Wikipedia:Articles for deletion/Lying in Early Childhood
From Wikipedia, the free encyclopedia
- The following discussion is an archived debate of the proposed deletion of the article below. Please do not modify it. Subsequent comments should be made on the appropriate discussion page (such as the article's talk page or in a deletion review). No further edits should be made to this page.
The result was delete. v/r - TP 19:55, 20 October 2011 (UTC)[reply]
Lying in Early Childhood[edit]
- Lying in Early Childhood (edit | talk | history | protect | delete | links | watch | logs | views) – (View log)
- (Find sources: Google (books · news · scholar · free images · WP refs) · FENS · JSTOR · TWL)
Written like a how-to guide rather like an encyclopedia. Prod declined. Would you mind signing my guestbook? -Porch corpter (talk/contribs) 19:09, 13 October 2011 (UTC)[reply]
- Delete: How-to manual on teaching children honesty. Undoubtedly the topic is notable but there's not a scrap here that would be used in an actual article. EEng (talk) 22:18, 13 October 2011 (UTC)[reply]
- Note: This debate has been included in the list of Behavioural science-related deletion discussions. • Gene93k (talk) 00:18, 14 October 2011 (UTC)[reply]
- Delete per WP:NOTHOWTO. Tokyogirl79 (talk) 06:09, 14 October 2011 (UTC)tokyogirl79[reply]
- Delete - Article is an essay and could not be turned into an encyclopaedic entry. ŞůṜīΣĻ¹98¹Speak 11:17, 14 October 2011 (UTC)[reply]
- Keep. Only a part of the article (the section "Ways to Discourage Lying") is howto. The topic is encyclopedic, and has been discussed in several scholarly papers and books in the context of developmental psychology and law (children as witnesses). See Lying in Early Childhood#Further_reading for examples. This article can be cleaned up, better sourced and turned into an encyclopedic piece titled something like "Lying in Childhood". utcursch | talk 12:43, 14 October 2011 (UTC)[reply]

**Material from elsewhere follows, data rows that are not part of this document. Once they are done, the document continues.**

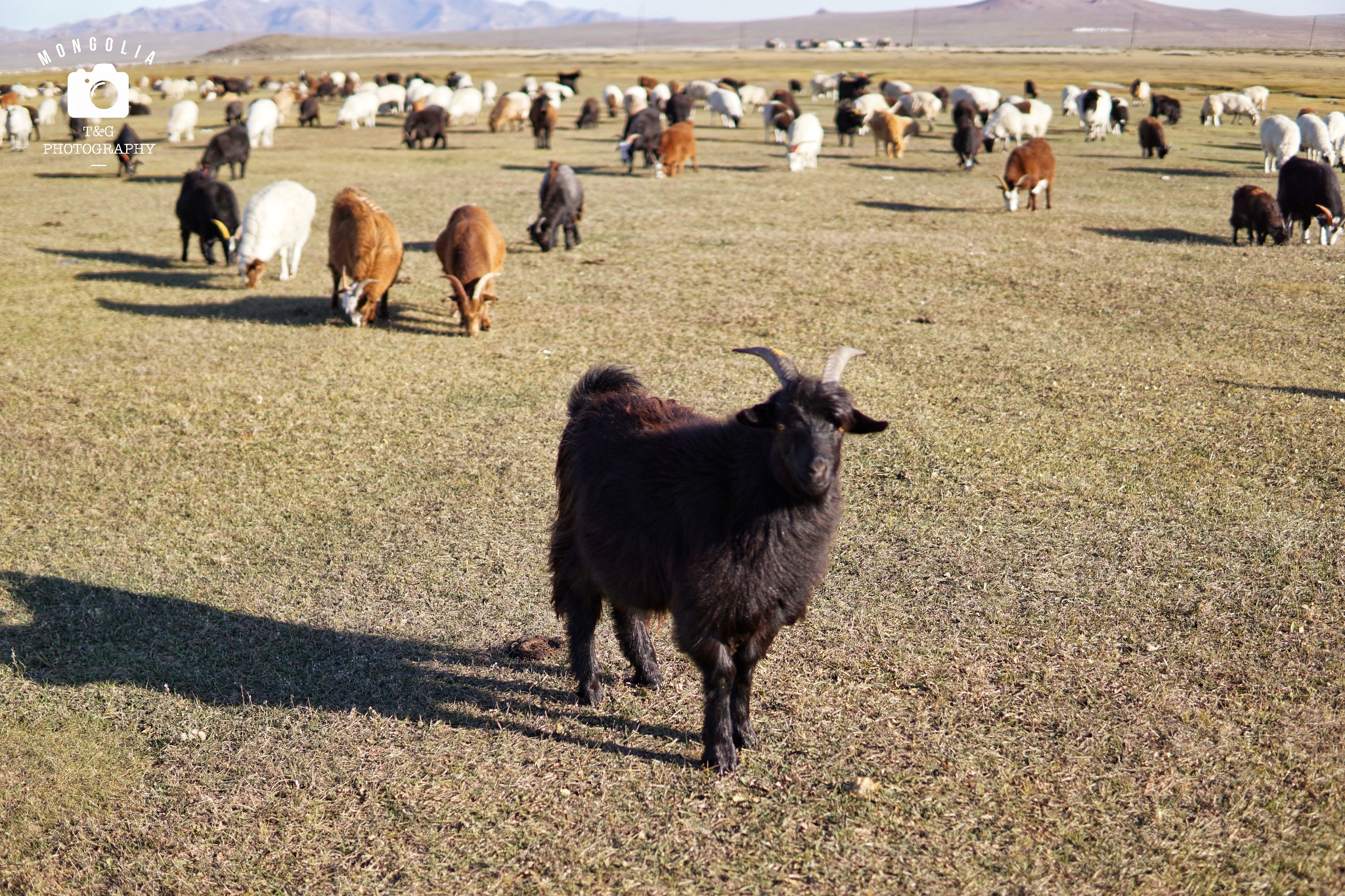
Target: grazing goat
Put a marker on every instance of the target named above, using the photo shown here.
(1258, 213)
(544, 117)
(1281, 141)
(263, 119)
(426, 124)
(803, 141)
(724, 524)
(677, 144)
(363, 255)
(1152, 139)
(208, 209)
(1030, 167)
(966, 141)
(1309, 190)
(1166, 106)
(562, 200)
(231, 146)
(590, 114)
(276, 221)
(471, 251)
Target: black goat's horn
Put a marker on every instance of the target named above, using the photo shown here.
(783, 367)
(835, 363)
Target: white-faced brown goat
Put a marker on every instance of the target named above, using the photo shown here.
(724, 524)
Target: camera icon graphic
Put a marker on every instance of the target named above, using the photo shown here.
(79, 86)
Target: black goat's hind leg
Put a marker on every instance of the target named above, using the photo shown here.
(717, 670)
(634, 637)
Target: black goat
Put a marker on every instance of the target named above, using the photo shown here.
(1165, 105)
(127, 148)
(678, 108)
(1256, 213)
(209, 209)
(849, 121)
(967, 141)
(229, 146)
(426, 124)
(562, 206)
(590, 114)
(1309, 190)
(725, 524)
(643, 132)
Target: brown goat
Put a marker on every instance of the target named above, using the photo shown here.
(542, 116)
(677, 144)
(1030, 167)
(362, 244)
(471, 250)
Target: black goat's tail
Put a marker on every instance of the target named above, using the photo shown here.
(603, 379)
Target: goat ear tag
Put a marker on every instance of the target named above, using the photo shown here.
(861, 423)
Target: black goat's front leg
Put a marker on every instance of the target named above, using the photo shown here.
(744, 666)
(717, 671)
(634, 637)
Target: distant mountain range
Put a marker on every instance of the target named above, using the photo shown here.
(323, 16)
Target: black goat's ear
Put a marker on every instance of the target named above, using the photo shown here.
(759, 416)
(861, 423)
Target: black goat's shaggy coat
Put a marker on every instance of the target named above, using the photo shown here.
(725, 524)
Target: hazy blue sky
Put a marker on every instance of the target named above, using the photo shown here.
(38, 15)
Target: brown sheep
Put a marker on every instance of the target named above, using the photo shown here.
(362, 244)
(677, 144)
(471, 250)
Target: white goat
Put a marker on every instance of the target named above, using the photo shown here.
(263, 117)
(275, 221)
(1315, 139)
(805, 141)
(1281, 140)
(182, 120)
(358, 108)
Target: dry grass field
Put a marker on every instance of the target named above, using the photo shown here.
(1083, 628)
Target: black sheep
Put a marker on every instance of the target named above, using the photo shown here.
(426, 124)
(849, 121)
(310, 113)
(1165, 105)
(725, 524)
(562, 206)
(1256, 211)
(231, 146)
(590, 114)
(209, 209)
(1309, 190)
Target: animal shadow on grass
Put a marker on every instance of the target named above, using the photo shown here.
(881, 206)
(1158, 236)
(1331, 395)
(85, 633)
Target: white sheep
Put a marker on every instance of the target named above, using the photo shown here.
(18, 127)
(805, 141)
(466, 106)
(1315, 139)
(728, 105)
(1281, 141)
(919, 105)
(358, 106)
(1070, 100)
(275, 221)
(263, 117)
(182, 120)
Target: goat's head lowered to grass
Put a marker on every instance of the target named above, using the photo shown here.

- Keep. The subject seems obviously worthy of an article. Honestly (:D), I don't even see why a section on "Ways to Discourage Lying" violates WP:HOWTO. The subject of the article is the lies told by very small children. An article on the subject that didn't mention efforts to discourage this behavior would seem incomplete. If this seems inherently non-neutral or prescriptive, what to do about articles about murder or burglary? - Smerdis of Tlön - killing the human spirit since 2003! 05:20, 16 October 2011 (UTC)[reply]
- Murder and Burglary explains the topic of "murder" and "burglary", but this isn't a topic, it rather explains how and why people lie, and what you can do about it. I'm surprised you think that even the "Ways to Discourage Lying" section is not written like a how-to manual. WP:NOTHOWTO, WP:NOTESSAY, WP:CIR. Thanks. Would you mind signing my guestbook? -Porch corpter (talk/contribs) 08:05, 16 October 2011 (UTC)[reply]
- Note: This debate has been included in the list of Social science-related deletion discussions. Would you mind signing my guestbook? -Porch corpter (talk/contribs) 08:08, 16 October 2011 (UTC)[reply]
- Delete as essay. The entire article is sourced to a web site of no particular authority and a children's magazine supplement for parents. These are not RSs. The bibliography lists good sources, but most of them are not about early childhood, but the more specific problem of children -- mostly older children -- testifying in court. I see no evidence they have been used for the article. My impression is that this is a rather low quality term paper, not an encyclopedia article. An article can be written, but it would mean starting over from scratch. (In my experience, a title with each word inappropriately capitalized is 1/3 of the time Spam, 1/3 a school essay, and 1/3 an editor who is new to Wikipedia. That last third need only to be improved, but the others need to be deleted. DGG ( talk ) 04:45, 20 October 2011 (UTC)[reply]
- The above discussion is preserved as an archive of the debate. Please do not modify it. Subsequent comments should be made on the appropriate discussion page (such as the article's talk page or in a deletion review). No further edits should be made to this page.